バガヴァッド・ギーター第1章第47節

एवम् उक्त्वार्जुनः संख्ये
evam uktvārjunaḥ saṁkhye
エーヴァム ウクトヴァールジュナハ サンキイェー
アルジュナは戦いのさなか、このように言って

evam【副詞】このように、こんなふうに、そんなふうに
uktvā【絶対分詞 √vac】言って、話して
arjunas【男性・単数・主格】アルジュナは
saṁkhye【中性・単数・処格】戦いにおいて、戦いの中で

रथोपस्थ उपाविशत् ।
rathopastha upāviśat |
ラトーパスタ ウパーヴィシャット
戦車の座席に座り込んだ

ratha【男性】戦車
upasthe【男性・単数・処格】台座において、座席において
→rathopasthe【男性・単数・処格】戦車の台座において、戦車の座席において。
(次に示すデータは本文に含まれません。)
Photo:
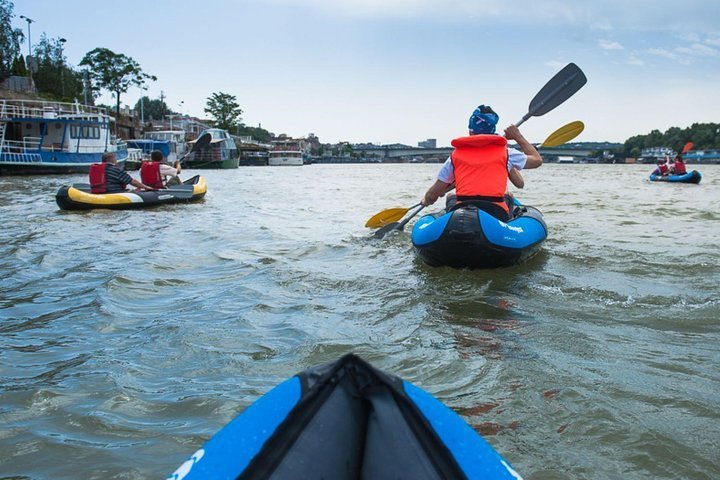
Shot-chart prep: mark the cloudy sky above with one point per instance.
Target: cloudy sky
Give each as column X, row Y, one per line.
column 387, row 71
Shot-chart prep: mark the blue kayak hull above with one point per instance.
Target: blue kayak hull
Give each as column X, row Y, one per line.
column 472, row 238
column 346, row 420
column 690, row 177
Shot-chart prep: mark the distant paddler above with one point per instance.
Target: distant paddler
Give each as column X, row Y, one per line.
column 155, row 173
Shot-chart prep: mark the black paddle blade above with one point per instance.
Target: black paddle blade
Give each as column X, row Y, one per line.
column 561, row 87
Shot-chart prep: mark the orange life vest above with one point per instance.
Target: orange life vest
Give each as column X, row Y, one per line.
column 150, row 175
column 97, row 178
column 679, row 168
column 480, row 165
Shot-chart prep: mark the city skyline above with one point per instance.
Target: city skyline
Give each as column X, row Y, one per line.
column 409, row 70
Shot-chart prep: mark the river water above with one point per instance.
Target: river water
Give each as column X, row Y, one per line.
column 127, row 339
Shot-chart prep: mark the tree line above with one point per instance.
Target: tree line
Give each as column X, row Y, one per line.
column 705, row 136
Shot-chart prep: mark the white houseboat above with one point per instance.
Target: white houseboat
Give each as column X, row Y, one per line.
column 54, row 137
column 286, row 151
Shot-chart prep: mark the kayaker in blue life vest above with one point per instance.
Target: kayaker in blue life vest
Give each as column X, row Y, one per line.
column 481, row 165
column 107, row 177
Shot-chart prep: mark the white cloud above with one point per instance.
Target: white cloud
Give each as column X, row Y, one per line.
column 661, row 52
column 699, row 50
column 642, row 15
column 610, row 45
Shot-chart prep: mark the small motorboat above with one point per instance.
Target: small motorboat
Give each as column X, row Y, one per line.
column 346, row 420
column 689, row 177
column 468, row 237
column 79, row 197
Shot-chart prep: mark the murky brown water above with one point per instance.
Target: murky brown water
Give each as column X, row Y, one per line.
column 128, row 338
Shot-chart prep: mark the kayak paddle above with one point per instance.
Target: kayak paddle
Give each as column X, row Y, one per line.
column 564, row 134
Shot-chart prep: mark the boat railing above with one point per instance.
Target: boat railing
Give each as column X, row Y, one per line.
column 32, row 144
column 42, row 109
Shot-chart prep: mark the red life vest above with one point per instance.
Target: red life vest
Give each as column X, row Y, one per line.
column 150, row 175
column 97, row 178
column 480, row 165
column 679, row 168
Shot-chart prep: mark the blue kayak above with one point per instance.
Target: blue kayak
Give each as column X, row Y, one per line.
column 689, row 177
column 346, row 420
column 469, row 237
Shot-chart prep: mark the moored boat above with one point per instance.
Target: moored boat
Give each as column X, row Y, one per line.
column 690, row 177
column 346, row 420
column 54, row 137
column 468, row 237
column 221, row 153
column 79, row 197
column 286, row 152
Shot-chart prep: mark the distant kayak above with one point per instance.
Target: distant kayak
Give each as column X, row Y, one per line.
column 78, row 196
column 472, row 238
column 690, row 177
column 346, row 420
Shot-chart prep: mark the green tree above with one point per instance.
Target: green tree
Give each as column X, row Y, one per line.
column 153, row 108
column 18, row 67
column 9, row 39
column 114, row 72
column 225, row 111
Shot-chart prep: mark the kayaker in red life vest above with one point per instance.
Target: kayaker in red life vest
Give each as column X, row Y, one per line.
column 481, row 165
column 107, row 177
column 663, row 167
column 678, row 166
column 154, row 172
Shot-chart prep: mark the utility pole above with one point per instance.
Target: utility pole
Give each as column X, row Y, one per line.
column 62, row 66
column 29, row 57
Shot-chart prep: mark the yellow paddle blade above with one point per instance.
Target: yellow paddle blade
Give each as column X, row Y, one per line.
column 386, row 216
column 564, row 134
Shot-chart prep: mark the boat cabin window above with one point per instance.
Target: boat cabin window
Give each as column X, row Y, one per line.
column 84, row 131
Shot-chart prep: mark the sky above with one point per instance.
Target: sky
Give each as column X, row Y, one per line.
column 403, row 71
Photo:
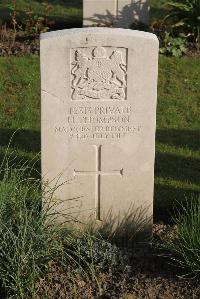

語末eは、後に続くuと連声してaとなる(rathopastha)。
upāviśat【三人称・単数・パラスマイパダ・過去 upa√viś】彼は座った、彼は座り込んだ

विसृज्य सशरं चापं
visṛjya saśaraṁ cāpaṁ
ヴィスリッジャ サシャラン チャーパン
矢とともに弓を投げ捨て

visṛjya【絶対分詞 vi√sṛj】投げ捨てて、 放り出して
saśaram【中性・単数・対格】矢と一緒に、矢とともに
cāpam【男性/中性・単数・対格】弓を

शोकसंविग्नमानसः ॥
śokasaṁvignamānasaḥ ||
ショーカサンヴィグナマーナサハ
悲しみに心をかき乱された

śoka【男性】悲しみ、悲哀、苦痛、苦悩
saṁvigna【過去受動分詞 sam√vij】動揺した、混乱した、おびえた、かき乱された
mānasas【男性・単数・主格】心、精神
→śokasaṁvignamānasas【男性・単数・主格、所有複合語】悲しみに心をかき乱された、苦悩で精神が混乱した

एवमुक्त्वार्जुनः संख्ये रथोपस्थ उपाविशत् ।
विसृज्य सशरं चापं शोकसंविग्नमानसः ॥ ४७ ॥

evamuktvārjunaḥ saṁkhye rathopastha upāviśat |
visṛjya saśaraṁ cāpaṁ śokasaṁvignamānasaḥ || 47 ||
戦いのさなか、悲しみに心をかき乱されたアルジュナはこのように言うと、
弓矢を投げ捨てて、戦車の座席に座り込んでしまいました。